ECE Assistant Professor Aravind Nagulu was awarded a $500,000 NSF CAREER award for “Cryogenic-CMOS and Superconducting Circuits for Scalable Quantum Systems” to address limitations in the hardware infrastructure of quantum computing by developing energy-efficient, low-cost, and compact cryogenic chips that will enable scaling quantum systems to support thousands of qubits.
This article originally appeared on Northeastern Global News. It was published by Kate Rix. Main photo: Aravind Nagulu, assistant professor of electrical and computer engineering on Northeastern University’s Oakland campus.
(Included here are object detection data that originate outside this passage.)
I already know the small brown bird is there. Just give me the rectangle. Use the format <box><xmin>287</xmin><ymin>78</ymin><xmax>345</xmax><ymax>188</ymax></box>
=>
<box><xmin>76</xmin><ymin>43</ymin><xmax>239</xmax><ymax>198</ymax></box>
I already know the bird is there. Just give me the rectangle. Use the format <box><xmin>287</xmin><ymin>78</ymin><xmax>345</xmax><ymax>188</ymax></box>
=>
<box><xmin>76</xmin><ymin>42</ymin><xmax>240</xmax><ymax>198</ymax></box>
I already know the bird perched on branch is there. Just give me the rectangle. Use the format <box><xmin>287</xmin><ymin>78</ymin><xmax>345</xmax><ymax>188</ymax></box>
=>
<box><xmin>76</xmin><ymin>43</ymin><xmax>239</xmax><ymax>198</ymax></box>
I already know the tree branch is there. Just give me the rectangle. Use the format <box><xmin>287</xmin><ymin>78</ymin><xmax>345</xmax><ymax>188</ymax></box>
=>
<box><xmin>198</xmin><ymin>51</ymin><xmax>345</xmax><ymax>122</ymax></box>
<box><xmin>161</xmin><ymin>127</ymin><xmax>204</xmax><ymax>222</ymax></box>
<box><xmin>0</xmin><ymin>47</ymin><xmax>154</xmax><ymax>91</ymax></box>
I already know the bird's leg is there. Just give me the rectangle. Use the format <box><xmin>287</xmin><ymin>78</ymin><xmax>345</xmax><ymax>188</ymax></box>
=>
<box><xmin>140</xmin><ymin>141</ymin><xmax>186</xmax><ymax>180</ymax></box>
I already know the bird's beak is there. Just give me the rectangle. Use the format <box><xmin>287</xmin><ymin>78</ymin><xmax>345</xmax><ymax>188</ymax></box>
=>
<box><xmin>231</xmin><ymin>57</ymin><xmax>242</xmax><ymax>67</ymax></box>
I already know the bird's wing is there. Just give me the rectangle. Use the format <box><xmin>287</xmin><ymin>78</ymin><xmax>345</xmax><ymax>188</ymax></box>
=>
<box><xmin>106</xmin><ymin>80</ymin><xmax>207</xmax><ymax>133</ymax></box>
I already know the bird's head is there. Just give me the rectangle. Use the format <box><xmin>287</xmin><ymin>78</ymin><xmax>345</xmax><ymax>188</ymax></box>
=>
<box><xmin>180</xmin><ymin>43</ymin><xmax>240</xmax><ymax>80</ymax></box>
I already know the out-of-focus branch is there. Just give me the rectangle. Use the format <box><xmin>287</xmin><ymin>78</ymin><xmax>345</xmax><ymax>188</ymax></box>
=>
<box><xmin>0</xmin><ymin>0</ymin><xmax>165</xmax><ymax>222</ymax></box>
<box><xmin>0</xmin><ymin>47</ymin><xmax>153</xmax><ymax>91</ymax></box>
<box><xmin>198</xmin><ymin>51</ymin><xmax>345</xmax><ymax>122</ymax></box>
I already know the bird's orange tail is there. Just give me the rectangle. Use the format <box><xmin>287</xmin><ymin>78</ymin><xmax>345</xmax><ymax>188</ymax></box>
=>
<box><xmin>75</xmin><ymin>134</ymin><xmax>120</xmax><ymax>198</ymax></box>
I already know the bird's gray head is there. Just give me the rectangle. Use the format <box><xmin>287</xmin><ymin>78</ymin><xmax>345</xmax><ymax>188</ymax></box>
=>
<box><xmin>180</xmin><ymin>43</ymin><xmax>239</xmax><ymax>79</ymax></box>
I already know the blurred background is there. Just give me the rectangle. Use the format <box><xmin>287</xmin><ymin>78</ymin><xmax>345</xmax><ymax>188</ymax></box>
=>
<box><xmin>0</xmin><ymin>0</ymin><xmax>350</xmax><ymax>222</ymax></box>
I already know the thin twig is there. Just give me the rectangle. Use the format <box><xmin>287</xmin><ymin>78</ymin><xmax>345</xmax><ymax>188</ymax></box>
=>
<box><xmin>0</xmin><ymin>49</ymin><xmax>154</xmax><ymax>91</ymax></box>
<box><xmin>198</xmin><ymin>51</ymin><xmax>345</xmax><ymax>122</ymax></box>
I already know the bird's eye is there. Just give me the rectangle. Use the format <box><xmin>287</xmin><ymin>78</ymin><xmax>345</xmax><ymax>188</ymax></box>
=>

Photo by Ruby Wallau for Northeastern University
Northeastern researcher wins NSF award to cut costs and boost efficiency of quantum computing
Abstract Source: NSF
Chances are the phone in your pocket is smaller than the one you owned a few years ago. The same trend applies to other personal computers and electronic devices. However, modern semiconductor components are about as small as they can get, sparking growing interest in new computing modalities such as quantum computing.
“We are at the limit of miniaturizing standard technology,” says Aravind Nagulu, assistant professor of electrical and computer engineering at Northeastern University.
While traditional computers use “bits” to store and process information, quantum computers rely on “qubits.”
“Generally speaking, if you add more resources to a digital computer, the benefits scale linearly,” Nagulu explains. “But in a quantum computer, if you do it the right way, the benefits scale exponentially as you add more qubits.” This makes it possible to conduct more powerful computations using fewer resources.
The quantum computing market was valued at more than $13 billion in 2022, Nagulu notes, and is projected to exceed $143 billion by 2032. This growth is expected to accelerate breakthroughs in artificial intelligence, cryptography, financial fraud detection, and energy research.
In Nagulu’s lab, graduate student researchers are focused on designing and fabricating the semiconductors that are foundational to the chips that store and process data. While traditional chips are made from silicon, qubits are made from trapped ions, photons or atoms. They are “feeble,” Nagulu says, and highly sensitive to noise.
And noise grows louder as temperatures go up, Nagulu says. Therefore, colder conditions improve qubit superconductivity.
By cold, he means really, really cold. Currently, the transmon qubits that his lab is focused on operate at 10 Kelvin—more than 400 degrees below zero. Nagulu’s lab is working to figure out a way to reduce that temperature to 4 Kelvin, about 50 Fahrenheit degrees colder.